Dokuwiki vs Google

Submitted by Frederic Marand on

For some months now, I've been noticing that the Audean wiki, which I use as a live documentation site for various aspects of my sites, appeared comparatively rarely in Google search results, although it was referenced in various places and Google cache info (cache:-prefixed queries) showed the site was indexed.

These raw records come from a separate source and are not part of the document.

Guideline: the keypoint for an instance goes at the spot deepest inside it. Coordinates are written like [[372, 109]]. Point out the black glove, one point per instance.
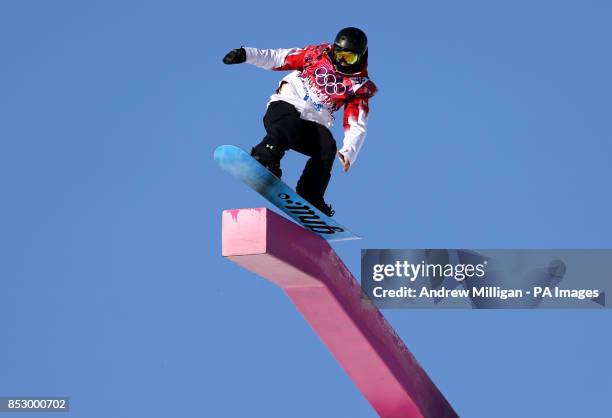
[[235, 56]]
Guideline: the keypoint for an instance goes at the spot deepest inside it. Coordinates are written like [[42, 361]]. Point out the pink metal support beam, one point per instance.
[[329, 297]]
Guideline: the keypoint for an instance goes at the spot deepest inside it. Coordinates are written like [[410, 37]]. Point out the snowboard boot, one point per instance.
[[272, 167]]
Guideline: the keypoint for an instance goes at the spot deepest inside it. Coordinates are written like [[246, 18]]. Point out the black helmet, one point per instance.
[[350, 50], [352, 39]]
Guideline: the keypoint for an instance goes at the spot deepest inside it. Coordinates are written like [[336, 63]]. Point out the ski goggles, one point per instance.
[[349, 57]]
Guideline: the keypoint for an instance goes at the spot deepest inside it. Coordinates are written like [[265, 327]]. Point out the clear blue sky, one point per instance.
[[491, 129]]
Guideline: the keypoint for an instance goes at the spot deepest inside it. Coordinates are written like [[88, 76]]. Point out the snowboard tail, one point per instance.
[[245, 168]]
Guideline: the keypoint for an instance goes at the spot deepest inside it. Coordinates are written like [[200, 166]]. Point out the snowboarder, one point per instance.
[[300, 112]]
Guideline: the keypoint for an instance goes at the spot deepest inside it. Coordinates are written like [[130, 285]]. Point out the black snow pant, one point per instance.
[[286, 130]]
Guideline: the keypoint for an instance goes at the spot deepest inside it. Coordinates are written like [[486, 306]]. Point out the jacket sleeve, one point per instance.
[[356, 113], [276, 59]]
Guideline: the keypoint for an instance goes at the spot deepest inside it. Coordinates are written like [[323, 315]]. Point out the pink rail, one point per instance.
[[329, 297]]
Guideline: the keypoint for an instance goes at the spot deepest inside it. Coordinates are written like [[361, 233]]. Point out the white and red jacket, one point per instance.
[[317, 90]]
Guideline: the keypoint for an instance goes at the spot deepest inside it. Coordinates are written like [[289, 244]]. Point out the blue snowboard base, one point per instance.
[[245, 168]]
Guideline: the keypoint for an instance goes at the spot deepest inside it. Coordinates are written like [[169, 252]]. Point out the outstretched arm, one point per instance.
[[269, 59], [355, 121]]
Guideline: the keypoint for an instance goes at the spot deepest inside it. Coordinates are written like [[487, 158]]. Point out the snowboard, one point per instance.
[[245, 168]]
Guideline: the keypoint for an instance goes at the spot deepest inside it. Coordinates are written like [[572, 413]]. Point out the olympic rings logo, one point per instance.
[[329, 82]]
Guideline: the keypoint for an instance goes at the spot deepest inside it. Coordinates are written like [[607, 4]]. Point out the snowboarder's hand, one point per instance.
[[345, 162], [235, 56]]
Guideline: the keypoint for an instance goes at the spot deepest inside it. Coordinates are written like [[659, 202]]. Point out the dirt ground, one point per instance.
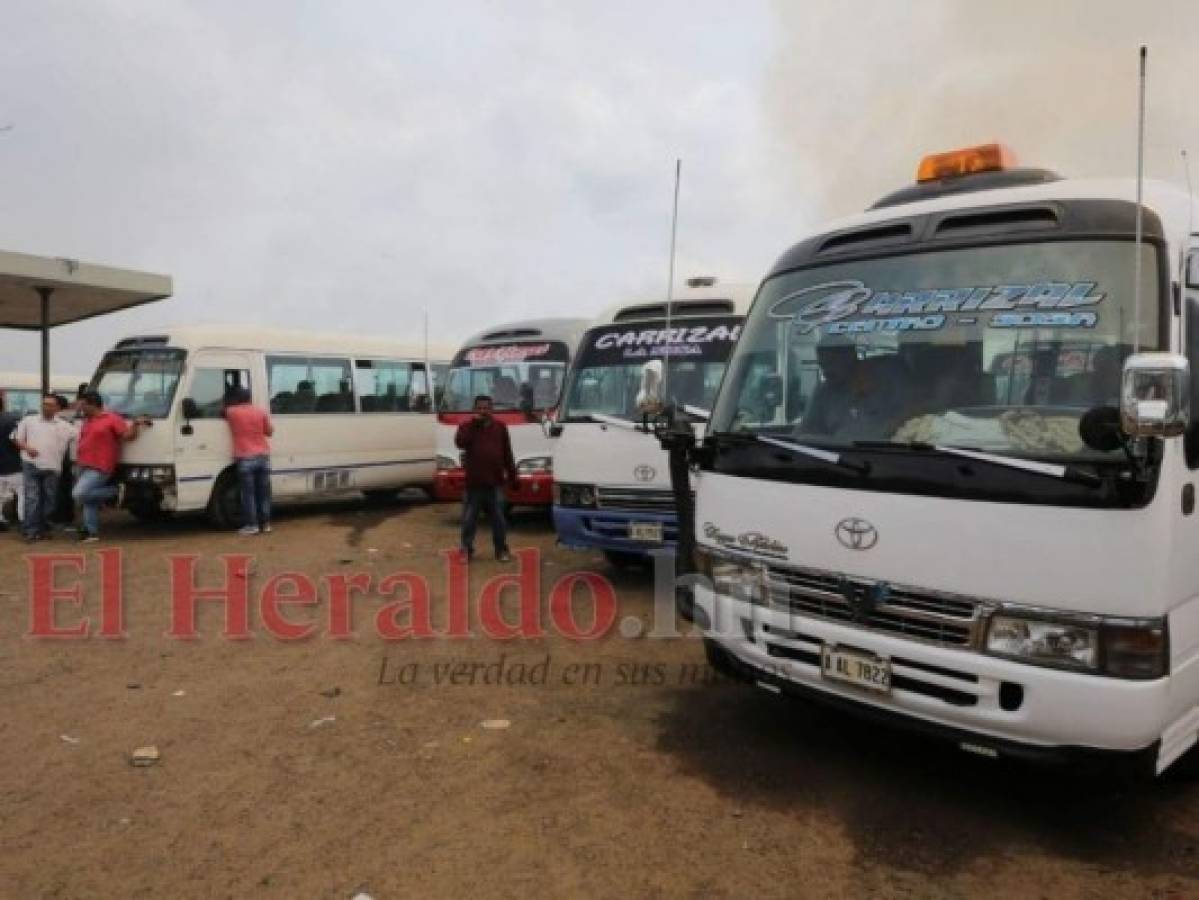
[[288, 771]]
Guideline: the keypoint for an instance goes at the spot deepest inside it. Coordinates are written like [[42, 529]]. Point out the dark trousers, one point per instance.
[[254, 473], [489, 500], [41, 489]]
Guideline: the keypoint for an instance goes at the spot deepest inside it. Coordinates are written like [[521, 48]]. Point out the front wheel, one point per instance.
[[148, 512], [224, 505], [624, 559]]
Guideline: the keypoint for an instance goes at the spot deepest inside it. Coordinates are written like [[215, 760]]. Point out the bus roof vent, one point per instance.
[[1000, 221], [143, 340], [679, 307], [512, 334], [863, 237]]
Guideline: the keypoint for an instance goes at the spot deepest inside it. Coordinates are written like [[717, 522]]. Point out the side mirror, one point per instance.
[[190, 411], [1155, 396]]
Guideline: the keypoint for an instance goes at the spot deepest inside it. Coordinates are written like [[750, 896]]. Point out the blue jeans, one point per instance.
[[91, 491], [492, 501], [254, 473], [41, 488]]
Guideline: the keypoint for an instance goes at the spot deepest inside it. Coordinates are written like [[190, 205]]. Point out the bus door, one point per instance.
[[203, 444]]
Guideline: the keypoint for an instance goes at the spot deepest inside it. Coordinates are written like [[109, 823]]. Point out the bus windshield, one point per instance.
[[621, 368], [517, 376], [1000, 349], [139, 382]]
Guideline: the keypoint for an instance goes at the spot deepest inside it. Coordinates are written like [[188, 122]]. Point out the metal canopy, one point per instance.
[[41, 293]]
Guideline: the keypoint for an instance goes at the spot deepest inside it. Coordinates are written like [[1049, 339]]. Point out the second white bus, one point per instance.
[[350, 414]]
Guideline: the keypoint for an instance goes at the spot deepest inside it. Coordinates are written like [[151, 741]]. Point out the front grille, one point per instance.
[[640, 500], [907, 611]]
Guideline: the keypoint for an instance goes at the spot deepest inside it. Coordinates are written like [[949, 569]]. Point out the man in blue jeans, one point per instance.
[[101, 436], [252, 430], [43, 440], [489, 465]]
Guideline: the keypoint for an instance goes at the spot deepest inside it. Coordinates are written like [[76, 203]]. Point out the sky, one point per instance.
[[359, 165]]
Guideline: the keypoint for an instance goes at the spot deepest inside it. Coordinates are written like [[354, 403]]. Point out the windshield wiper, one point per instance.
[[1050, 470], [830, 457]]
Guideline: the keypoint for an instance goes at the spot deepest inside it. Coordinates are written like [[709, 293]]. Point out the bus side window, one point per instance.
[[1191, 440], [211, 387], [383, 385]]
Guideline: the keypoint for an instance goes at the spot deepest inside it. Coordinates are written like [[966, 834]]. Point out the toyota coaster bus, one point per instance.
[[350, 414], [522, 367], [612, 489], [950, 478]]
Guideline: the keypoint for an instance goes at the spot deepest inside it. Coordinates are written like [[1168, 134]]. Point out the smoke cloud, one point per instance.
[[860, 90]]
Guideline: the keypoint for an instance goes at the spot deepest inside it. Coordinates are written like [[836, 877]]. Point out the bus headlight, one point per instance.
[[535, 465], [1118, 647], [1136, 650], [1054, 644], [580, 495]]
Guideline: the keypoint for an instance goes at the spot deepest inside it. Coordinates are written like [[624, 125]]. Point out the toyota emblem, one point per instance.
[[856, 533]]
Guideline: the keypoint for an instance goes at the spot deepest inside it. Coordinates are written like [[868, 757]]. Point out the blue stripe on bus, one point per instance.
[[320, 469]]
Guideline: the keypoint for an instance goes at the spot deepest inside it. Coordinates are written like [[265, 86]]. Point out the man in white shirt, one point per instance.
[[42, 441]]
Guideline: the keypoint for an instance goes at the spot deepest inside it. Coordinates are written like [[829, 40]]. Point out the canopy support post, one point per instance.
[[44, 294]]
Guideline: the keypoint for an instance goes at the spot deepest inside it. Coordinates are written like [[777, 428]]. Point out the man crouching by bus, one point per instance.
[[97, 454], [251, 429], [489, 465]]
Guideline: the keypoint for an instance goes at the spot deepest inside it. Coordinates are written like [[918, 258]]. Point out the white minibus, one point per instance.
[[351, 414], [522, 367], [950, 478], [612, 484]]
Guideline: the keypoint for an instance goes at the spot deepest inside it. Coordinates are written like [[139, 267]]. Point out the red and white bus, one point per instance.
[[522, 367]]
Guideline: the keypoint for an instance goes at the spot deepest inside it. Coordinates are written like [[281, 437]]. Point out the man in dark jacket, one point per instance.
[[489, 465], [11, 483]]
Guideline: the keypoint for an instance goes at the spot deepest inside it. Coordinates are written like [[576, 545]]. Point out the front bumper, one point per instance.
[[1005, 707], [591, 529], [536, 489]]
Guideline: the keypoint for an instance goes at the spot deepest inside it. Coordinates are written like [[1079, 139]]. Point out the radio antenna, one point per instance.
[[1140, 191], [428, 368], [674, 236], [1191, 197]]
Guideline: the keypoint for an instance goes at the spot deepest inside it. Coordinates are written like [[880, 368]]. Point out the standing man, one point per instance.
[[489, 465], [101, 436], [10, 466], [43, 440], [251, 427]]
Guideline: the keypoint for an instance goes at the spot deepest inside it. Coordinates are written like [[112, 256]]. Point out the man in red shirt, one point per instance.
[[97, 454], [251, 428], [489, 465]]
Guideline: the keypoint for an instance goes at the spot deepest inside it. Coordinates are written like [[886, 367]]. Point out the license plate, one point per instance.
[[859, 669], [648, 531]]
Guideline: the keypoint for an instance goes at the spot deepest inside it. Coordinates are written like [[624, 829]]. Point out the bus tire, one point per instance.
[[624, 559], [380, 497], [224, 505], [148, 513]]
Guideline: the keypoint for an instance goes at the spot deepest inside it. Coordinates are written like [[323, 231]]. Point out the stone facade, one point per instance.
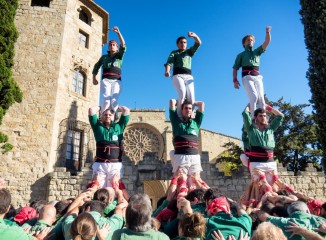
[[47, 53]]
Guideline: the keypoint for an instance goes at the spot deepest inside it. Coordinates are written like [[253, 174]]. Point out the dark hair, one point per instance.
[[102, 195], [186, 102], [38, 205], [95, 205], [197, 193], [245, 38], [193, 225], [258, 111], [211, 194], [138, 213], [83, 227], [5, 200], [61, 207], [180, 38], [279, 211]]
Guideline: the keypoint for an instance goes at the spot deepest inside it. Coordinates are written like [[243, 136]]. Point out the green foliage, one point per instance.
[[313, 17], [229, 160], [9, 90], [296, 139]]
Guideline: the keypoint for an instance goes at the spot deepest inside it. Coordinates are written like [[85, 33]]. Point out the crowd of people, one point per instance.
[[190, 209]]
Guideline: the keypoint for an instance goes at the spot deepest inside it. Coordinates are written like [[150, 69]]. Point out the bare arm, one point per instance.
[[173, 103], [194, 35], [122, 40], [125, 111], [93, 110], [200, 105], [268, 37]]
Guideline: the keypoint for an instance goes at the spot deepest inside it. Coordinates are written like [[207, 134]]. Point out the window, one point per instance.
[[83, 39], [74, 149], [79, 83], [40, 3]]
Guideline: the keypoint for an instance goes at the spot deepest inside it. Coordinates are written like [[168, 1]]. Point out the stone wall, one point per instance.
[[62, 185], [46, 54]]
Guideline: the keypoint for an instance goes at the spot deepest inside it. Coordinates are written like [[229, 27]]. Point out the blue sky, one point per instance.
[[150, 29]]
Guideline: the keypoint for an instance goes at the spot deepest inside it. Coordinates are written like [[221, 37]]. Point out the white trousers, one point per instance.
[[184, 85], [110, 89], [255, 91]]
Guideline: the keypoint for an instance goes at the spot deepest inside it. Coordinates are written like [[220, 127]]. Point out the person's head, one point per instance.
[[61, 207], [186, 109], [298, 206], [94, 206], [104, 196], [182, 43], [267, 230], [248, 40], [138, 213], [192, 225], [108, 116], [5, 200], [279, 211], [48, 214], [113, 46], [196, 196], [83, 227], [211, 194], [261, 116]]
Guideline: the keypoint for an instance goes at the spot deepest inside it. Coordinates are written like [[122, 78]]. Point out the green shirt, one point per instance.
[[228, 225], [127, 234], [112, 134], [11, 232], [259, 138], [39, 226], [108, 60], [179, 58], [248, 58], [300, 218], [191, 127]]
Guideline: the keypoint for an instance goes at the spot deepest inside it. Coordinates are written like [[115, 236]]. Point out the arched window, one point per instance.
[[79, 82], [40, 3]]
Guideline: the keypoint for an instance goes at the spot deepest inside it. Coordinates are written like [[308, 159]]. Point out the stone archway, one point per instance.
[[155, 190], [141, 138]]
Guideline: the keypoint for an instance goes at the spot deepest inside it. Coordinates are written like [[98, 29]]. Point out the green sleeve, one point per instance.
[[97, 66], [193, 49]]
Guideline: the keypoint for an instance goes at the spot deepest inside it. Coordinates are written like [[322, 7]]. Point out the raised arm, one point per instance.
[[125, 111], [194, 35], [122, 40], [268, 37], [93, 110], [200, 105], [173, 104]]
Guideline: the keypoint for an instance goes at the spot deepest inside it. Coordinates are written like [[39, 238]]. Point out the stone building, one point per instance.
[[59, 42]]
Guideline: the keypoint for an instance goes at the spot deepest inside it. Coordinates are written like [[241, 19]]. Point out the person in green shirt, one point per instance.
[[299, 215], [249, 61], [111, 63], [185, 158], [138, 221], [108, 135], [182, 79]]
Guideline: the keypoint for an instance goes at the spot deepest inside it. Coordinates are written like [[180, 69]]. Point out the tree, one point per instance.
[[9, 90], [229, 160], [313, 17], [296, 139]]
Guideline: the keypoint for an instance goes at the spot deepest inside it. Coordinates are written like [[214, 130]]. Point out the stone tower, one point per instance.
[[59, 42]]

Now, the Audean Wiki is based on Splitbrain's Dokuwiki very convenient Open Source wiki, which often appears in relation with Drupal for documentation purposes, and it appears there are three problems with a default Dokuwiki installation, which prevent effective search engine optimization:

Here's how to overturn these hurdles.

Unclean URLs

By default, Dokuwiki does not make use of clean URLs, but uses an implementation-related format based on doku.php?<path> Although Google itself has been able to follow this type of links for years, other engines are not as efficient. It is therefore advisable to use turn clean URLs on in Dokuwiki. This is achieved using either Apache configuration with mod_rewrite, for instance in a .htaccess file, or the $conf['userewrite'] variable in conf/local.php. Setting this variable to 1 enables "internal" processing of URLs by the wiki engine, producing URLs without the question mark defining parameters. First hurdle crossed.

Programmer namespaces

Any medium-size wiki will take advantage of the "namespace" feature in Dokuwiki, and Audean is no exception. However, even with rewrite enabled, namespaces use a colon (":") separator between namespace and terminal path, much as one can find in programming languages (think C++ class::member syntax, for instance). This means URLs are all at the same depth level, and is not really good. So Dokuwiki enables rewriting for these colons too. This is achieved using the $conf['useslash'] variable in conf/local.php. Note this will only work if the first step of using rewrite has already been implemented.

Nonexistent existing pages

The third problem requires going deeper into HTTP, and think of what happens when a user agent (browser, search engine crawler) requests a non-existent page ? The wiki parses the clean url, finds the page to be missing and, being a Wiki engine, it offers a new page creation dialog. Fine and dandy. However, in that case, Dokuwiki considers it has actually found a page (the "new page" creation one), and returns a HTTP 200 result. To Google, and presumably other search engines as well it means the site is trying to perform spamdexing by answering on content it doesn't hold (now you know why bots sometimes request absurd-looking URLs from your site or submit irrelevant data to your forms). You'll learn this when trying to validate your site on Google's sitemap program. They even have a specific explanation pagefor this problem, along with various server-dependent solutions. In Dokuwiki's case, though, the solution is simple: this is achieved using the $conf['send404'] variable in conf/local.php. The new page creation dialog will now be returned along with a 404 status.

There is a catch

In this last case of new page creation, well-behaved browsers like Opera and Firefox have no problem with this and display the page creation page normally. However, there remains a broken browser, which ignores the RFC 2616 HTTP standard. Quoting from section 10.4, first paragraph of the RFC : User agents SHOULD display any included entity to the user.

Granted, the really proper status code semantically wouldn't be 404, but 409 Conflict. To quote RFC 2616: This code is only allowed in situations where it is expected that the user might be able to resolve the conflict and resubmit the request. The response body SHOULD include enough information for the user to recognize the source of the conflict. Ideally, the response entity would include enough information for the user or user agent to fix the problem; however, that might not be possible and is not required.. This is exactly what is happening: the user can recognize the source of the conflict (missing content) and fix it (by creating the content). But I've yet to see code 409 really be used.

Oh, well. Audean is for coders anyway, and these types don't normally use MSIE. For others, a browser detection script could be used to return the wrong results MSIE needs, and the proper results to other user agents.